Breaking load is 5200 kg (!!!) for 6 mm rope, more than enough because breaking load of the shrouds should be 4200 kg as per plans.


Quality of pictures is not so good lately, I'll have to dig out my old camera as the phone camera is not really up to the task.

With the mast down I also had to reinsert a halyard. After a lot of failed attempts with the tool to guide electrical wire (sorry, don't know english word) my brother thought of possibly the best way to guide the line I have ever seen: just tape some of the sail battens of the mainsail together and stick them into the mast. Within a few minutes the halyard was set again.

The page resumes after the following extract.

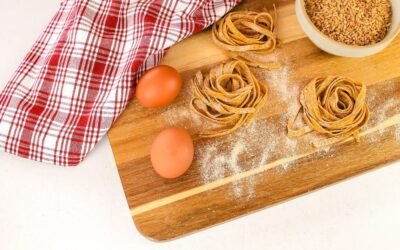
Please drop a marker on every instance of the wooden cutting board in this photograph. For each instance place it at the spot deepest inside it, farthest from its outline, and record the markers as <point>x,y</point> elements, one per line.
<point>257,166</point>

To replace some longe stainless steel strips which were used to attach my furler-drum to the forestay-rack, we made a dyneema loop - partly covered with some flexible pvc hose. This loop can withstand enought torque to keep the furler pointing in the right direction. The loose ends were of course removed, tapered and stitched later on....




With the close up picture the wear on the finish of the boat realy shows. My plan is to repair/repaint all the visible exterior of the boat this winter.

Next posts will be on sails. I'm eagerly awaiting a new jib (self tacking, made by de vries-UK) and a new mainsail (made by Doyle in New Zealand).